Comparing the timelines provided for the lendors (60 days) and the SBA (90 days) to conclude their respective reviews of our forgiveness applications, and the “deferral period” before loan repayment was to begin, something didn’t add up. The schedule basically had business owners beginning to repay loans that they may not have to repay at all. So, in a helpful measure to cure this issue, the SBA has now extended this deferral period significantly. All things considered, borrowers will now get up to 11 months of deferment.
Remember, none of this is done yet. It must pass the Senate and DT needs to sign it – and things could be changed/fleshed out differently/eliminated there. So let’s not get too excited until we see the final version. But we can certainly find some comfort in the fact that things are at least moving in the right direction.
Hang in there everybody, and fingers crossed for some favorable news next week!
Joey Regs out.
We will continue banging the drum for Open Streets and Bill 1957 and we have a little recap here from HL Law Clerk, Christie Yeh.
1957 Update by Christie Yeh, HL Law Clerk
On May 28th, Bill 1957 was proposed by the NYC Council that would create a no-fee temporary outdoor dining permit for food service establishments to serve food and beverages in approved open spaces. This proposed bill’s prime sponsor is council member Antonio Reynoso, is backed by over a dozen council members, including City Council Speaker Corey Johnson, and various large restaurant groups. If passed, Bill 1957 would become effective immediately and the requirements of the bill would expire on October 31, 2020, or when social distancing requirements are lifted. Corey Johnson did however mention that he does not expect this legislation to apply to phase one of reopening, but rather sometime around phase three.
The bill would permit the Department of Consumer Affairs to issue permits for restaurants to set up tables and chairs in approved open spaces identified by the Department of Transportation. These new outdoor dining areas would include, but are not limited to, sidewalks permitted under the NYC zoning resolution, streets, plazas, or any public or privately-owned space determined by the Department of Transportation. They must also operate and comply with the new Department of Health and Mental Hygiene guidelines such as social distancing and cleaning protocols. However, no permit will be required in a privately-owned area, like an adjacent parking lot, if the owner consents and if the area follows the health hygiene guidelines.
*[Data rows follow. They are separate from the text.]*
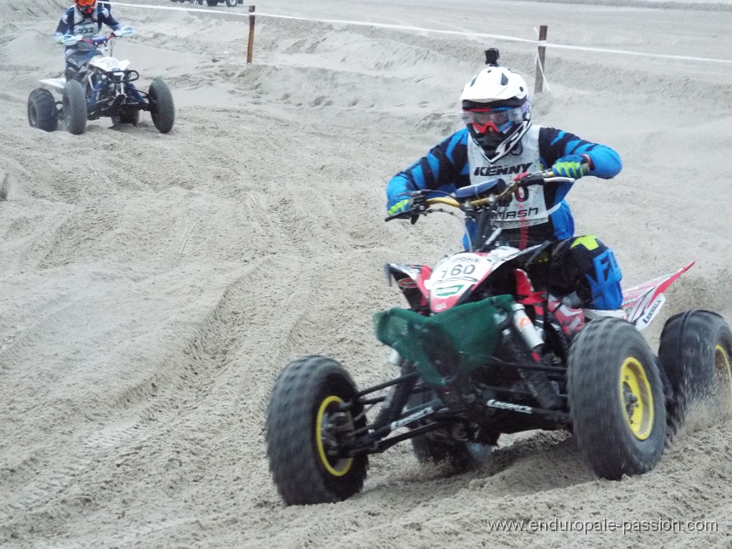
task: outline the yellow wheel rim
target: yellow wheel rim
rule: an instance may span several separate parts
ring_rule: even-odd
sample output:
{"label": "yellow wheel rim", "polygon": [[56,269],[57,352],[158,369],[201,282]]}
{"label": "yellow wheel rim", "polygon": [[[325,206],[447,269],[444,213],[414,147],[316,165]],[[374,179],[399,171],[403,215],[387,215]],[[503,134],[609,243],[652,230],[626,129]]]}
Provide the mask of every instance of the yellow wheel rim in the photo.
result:
{"label": "yellow wheel rim", "polygon": [[732,365],[726,349],[719,344],[714,348],[714,374],[722,404],[728,410],[732,407]]}
{"label": "yellow wheel rim", "polygon": [[643,365],[632,356],[620,368],[620,401],[633,436],[648,438],[653,430],[653,393]]}
{"label": "yellow wheel rim", "polygon": [[338,397],[328,397],[321,403],[318,410],[318,417],[315,418],[315,446],[318,448],[318,457],[325,470],[334,477],[343,477],[351,470],[351,466],[354,463],[354,458],[336,460],[335,463],[328,458],[325,453],[325,448],[323,446],[323,427],[326,419],[326,412],[331,406],[343,404],[343,401]]}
The process of providing these permits would be much quicker than a typical permit process. Within ten days of Bill 1957’s effective date, the Department of Consumer Affairs would begin to accept applications and within seven days of its enactment, the Department of Transportation would work to identify safe areas suitable for outdoor dining and publish them online once a week. The Department of Health and Mental Hygiene would also have seven days of Bill 1957’s enactment date to create new guidelines for the temporary dining areas. In each application, restaurants should include the approved area and a proposed layout that would allow workers and customers to comply with the health protocols. Within five days of submitting your application, you will hear back on whether or not your application was approved by the Department of Consumer Affairs.